Nel giorno del suo 62° compleanno, il leggendario game designer Hideo Kojima ha rivelato una notizia che farà discutere i fan della saga: Death Stranding 3 esiste già sulla carta, ma il maestro giapponese non intende occuparsene direttamente.
Il concept è pronto, ma Kojimapassa il testimone
Durante un'intervista con PlayStation Arabia, Kojima ha spiegato di non avere piani immediati per lavorare su Death Stranding 3, considerando la conclusione del secondo capitolo come il finale definitivo per entrambi i giochi della saga. Tuttavia, ha sorpreso tutti rivelando: "Ho già scritto il concept per Death Stranding 3 e spero che qualcun altro lo realizzi per me".
Questa decisione sembra legata ai numerosi progetti attualmente in corso presso Kojima Productions. Il visionario director è infatti impegnato contemporaneamente su OD (il misterioso progetto horror in collaborazione con Jordan Peele) e Physint (il ritorno alle radici stealth-action), lasciando poco spazio per un terzo Death Stranding.

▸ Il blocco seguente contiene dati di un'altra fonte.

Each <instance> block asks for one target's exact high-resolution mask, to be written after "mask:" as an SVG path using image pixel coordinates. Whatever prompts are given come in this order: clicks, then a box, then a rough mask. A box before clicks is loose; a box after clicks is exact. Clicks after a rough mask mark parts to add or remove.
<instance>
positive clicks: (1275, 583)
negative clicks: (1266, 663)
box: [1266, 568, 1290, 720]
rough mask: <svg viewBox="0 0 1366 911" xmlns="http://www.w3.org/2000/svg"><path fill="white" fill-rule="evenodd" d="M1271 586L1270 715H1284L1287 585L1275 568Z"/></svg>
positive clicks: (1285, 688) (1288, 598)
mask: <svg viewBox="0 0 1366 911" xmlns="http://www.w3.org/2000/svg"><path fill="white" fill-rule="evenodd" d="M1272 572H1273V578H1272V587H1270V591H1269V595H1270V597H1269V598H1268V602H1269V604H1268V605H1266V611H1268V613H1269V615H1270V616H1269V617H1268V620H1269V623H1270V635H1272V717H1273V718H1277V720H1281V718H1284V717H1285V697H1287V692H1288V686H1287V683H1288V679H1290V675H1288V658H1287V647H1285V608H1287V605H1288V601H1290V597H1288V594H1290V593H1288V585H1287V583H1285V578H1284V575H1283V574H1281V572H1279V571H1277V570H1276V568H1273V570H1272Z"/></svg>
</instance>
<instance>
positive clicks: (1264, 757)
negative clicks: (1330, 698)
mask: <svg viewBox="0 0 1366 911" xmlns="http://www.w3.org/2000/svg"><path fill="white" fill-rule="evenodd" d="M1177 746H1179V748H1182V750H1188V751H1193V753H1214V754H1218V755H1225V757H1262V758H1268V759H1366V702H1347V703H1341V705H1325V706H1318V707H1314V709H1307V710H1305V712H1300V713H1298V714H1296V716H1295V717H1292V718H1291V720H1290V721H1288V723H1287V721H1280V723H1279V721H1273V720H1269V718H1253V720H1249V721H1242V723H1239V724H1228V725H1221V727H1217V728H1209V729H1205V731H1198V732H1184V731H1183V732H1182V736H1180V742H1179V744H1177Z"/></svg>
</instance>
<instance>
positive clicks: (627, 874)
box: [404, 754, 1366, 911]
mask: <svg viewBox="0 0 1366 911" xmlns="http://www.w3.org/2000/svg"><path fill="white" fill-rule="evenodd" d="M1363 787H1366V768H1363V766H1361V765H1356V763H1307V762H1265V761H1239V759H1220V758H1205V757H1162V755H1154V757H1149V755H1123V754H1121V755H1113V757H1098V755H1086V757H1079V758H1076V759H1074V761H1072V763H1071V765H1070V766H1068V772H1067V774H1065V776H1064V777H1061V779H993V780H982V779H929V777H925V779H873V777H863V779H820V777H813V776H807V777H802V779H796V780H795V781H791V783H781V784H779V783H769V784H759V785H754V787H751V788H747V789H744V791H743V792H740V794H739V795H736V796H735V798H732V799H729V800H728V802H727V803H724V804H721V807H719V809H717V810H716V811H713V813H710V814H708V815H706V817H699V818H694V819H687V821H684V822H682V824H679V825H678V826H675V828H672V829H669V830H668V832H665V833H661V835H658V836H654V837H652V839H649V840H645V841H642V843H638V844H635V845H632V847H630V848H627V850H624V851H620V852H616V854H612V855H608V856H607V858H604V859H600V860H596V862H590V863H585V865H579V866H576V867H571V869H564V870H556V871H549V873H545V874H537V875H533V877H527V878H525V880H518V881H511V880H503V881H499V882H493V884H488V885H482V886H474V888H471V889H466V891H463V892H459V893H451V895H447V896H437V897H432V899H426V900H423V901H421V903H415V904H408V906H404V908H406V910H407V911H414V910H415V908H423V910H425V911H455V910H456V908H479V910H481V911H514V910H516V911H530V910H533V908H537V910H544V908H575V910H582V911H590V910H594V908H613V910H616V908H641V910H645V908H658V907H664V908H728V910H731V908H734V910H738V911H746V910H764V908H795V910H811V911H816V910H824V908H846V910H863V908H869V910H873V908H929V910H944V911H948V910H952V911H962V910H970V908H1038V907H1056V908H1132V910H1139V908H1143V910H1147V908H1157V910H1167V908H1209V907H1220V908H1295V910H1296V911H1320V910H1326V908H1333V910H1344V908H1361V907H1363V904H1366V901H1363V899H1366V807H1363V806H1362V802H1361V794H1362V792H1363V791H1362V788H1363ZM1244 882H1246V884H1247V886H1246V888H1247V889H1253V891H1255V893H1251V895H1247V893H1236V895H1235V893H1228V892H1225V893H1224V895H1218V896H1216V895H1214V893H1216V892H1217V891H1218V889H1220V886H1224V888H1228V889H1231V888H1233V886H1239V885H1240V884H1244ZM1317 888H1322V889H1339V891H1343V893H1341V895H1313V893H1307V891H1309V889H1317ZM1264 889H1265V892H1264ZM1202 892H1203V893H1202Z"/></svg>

In precedenti interviste, Kojima aveva già accennato alle infinite possibilità narrative offerte dai Plate Gate, i portali intercontinentali introdotti in Death Stranding 2. "Se usassi il concept dei Plate Gate, potrei realizzare un numero infinito di sequel", aveva dichiarato a VGC.
Questi dispositivi, che collegano il Nord America all'Australia nel secondo capitolo, rappresentano la base tecnologica per espandere l'universo di Death Stranding verso nuovi continenti e nuove storie, aprendo scenari narrativi praticamente illimitati.
Un messaggio di speranza dalla community
Parallelamente a queste rivelazioni, Kojima ha condiviso dati entusiasmanti sul successo di Death Stranding 2: oltre il 79% dei giocatori che hanno completato il gioco hanno continuato a esplorare i contenuti post-finale, rimanendo connessi al mondo di gioco.
Il game designer ha accompagnato questa statistica con un messaggio toccante: "Nei momenti difficili, c'è qualcuno là fuori che rischierebbe la vita per proteggerti - anche se non te ne accorgi, qualcuno è connesso a te, veglia su di te".
L'Eredità di un Visionario
A 62 anni, età in cui molti considerano il pensionamento, Kojima ha ribadito la sua volontà di continuare a creare: "Rimarrò un creatore e creerò cose finché vivrò. Dato che sono connesso a tutti i miei fan, voglio continuare a sorprendere tutti in futuro".
La grande incognita rimane chi all'interno di Kojima Productions si farà avanti per dirigere Death Stranding 3. Con il concept già pronto nelle mani del maestro, sarà interessante vedere quale dei suoi collaboratori avrà l'onore e la responsabilità di portare avanti l'eredità di una delle saghe più innovative degli ultimi anni.